In this episode of the PPMP Podcast, my interesting conversation with Sarah Munn of Barefoot Therapists revolves around growing and building her team and unique private practice based on a farm. We talk about their team, business model and navigating the NDIS in the perspective of the parent and business owner.
Barefoot Therapists provides group and individual specialist services for children from a skilled team of occupation therapists, speech pathologists, provisional psychologists, and dietitians. They offer an Equine Facilitated Therapy Program by therapists who are experienced with horses. They also offer clinic appointments at the Barefoot Child & Family Therapy Centre.
Sarah’s Experience with the NDIS as a Parent
Sarah personally had a great experience with NDIS. The NDIS gave her an opportunity to reflect on her overall life. It gave her a chance to clear her head so that she could be more present for her children.
The activities aren’t all about therapy. There are fun things that kids can do. There are also things around community participation which she likes.
It’s also good to know that the NDIS is not just about giving therapy to children but to parents as well. At Barefoot Therapists, they provide parent coaching, talk to parents about what to do in an NDIS review, and so much more.
We need to remember that parents go through different stages of grief too. It can take time when working on it but, to her, to have gone through the NDIS and to know you can use this as a reset is very useful.
Tracking the NDIS from a business scientist perspective
They receive so many inquiries. This has been difficult for them because they want to make sure that they are offering the right kind of services and charging the right fees. They are actually, at the moment, having a big philosophical discussion about staying registered or not.
Staying registered to the NDIS is expensive. It has kept some of their fees lower than what is usually charged in the case of other practices. So it also involves an ethical and financial discussion on their part as a business.
On the financial side, business expenses are a given. Also, you have to pay to stay a part of the NDIS and to be assessed.
On another side, there are some considerations that they also have to do in terms of working with clients in their practice. They are now taking in teens and young adults along with working with children. This is because they have kids over 8 who haven’t had the services for a while because they didn’t get the funding for many years.
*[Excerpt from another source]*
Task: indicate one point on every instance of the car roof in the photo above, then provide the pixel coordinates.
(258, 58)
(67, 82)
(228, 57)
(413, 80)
They offer services in their clinic that lets kids experience and learn skills in a home away from home. They can make beds; take care of laundry; prepare, cook and eat food; do some social skills – really good old-fashioned skills. So much goes on with that kind of thing.
They are currently not taking referrals for adults because they have been so blessed with adult clients. Kids, on the other hand, whom they are seeing for a year or 2 and are really are kicking goals with them are taken in a bit longer. So the business grows with them. They are then moved into more of a coaching model.
Everyone’s still getting their heads around NDIS as a sacred practice. But she thinks imagining the next couple of years is more of considering who’s in the geographical area or why they aren’t sitting down more. Sarah feels that we need to sit down with each other more because it’s happening less and less, everyone’s trying to work it out. The NDIS isn’t rolled out all that long in their area. They’re still getting used to it. It’s still only less than 2 years in.
Her worries about the NDIS
She’s very worried about people that don’t have enough, those who don’t have therapists yet because they have no money to get therapy. They’ve got nobody other than the GP to get them in the door on the program.
Anyone that rings them up and says they don’t have NDIS and tells us a bit about their child and who they think may be eligible they just say “come in, talk to us to help you get started.” That is good for business because they’ll come back with a package if they help them. But if nobody ever helps them, there’ll never be any money to help them.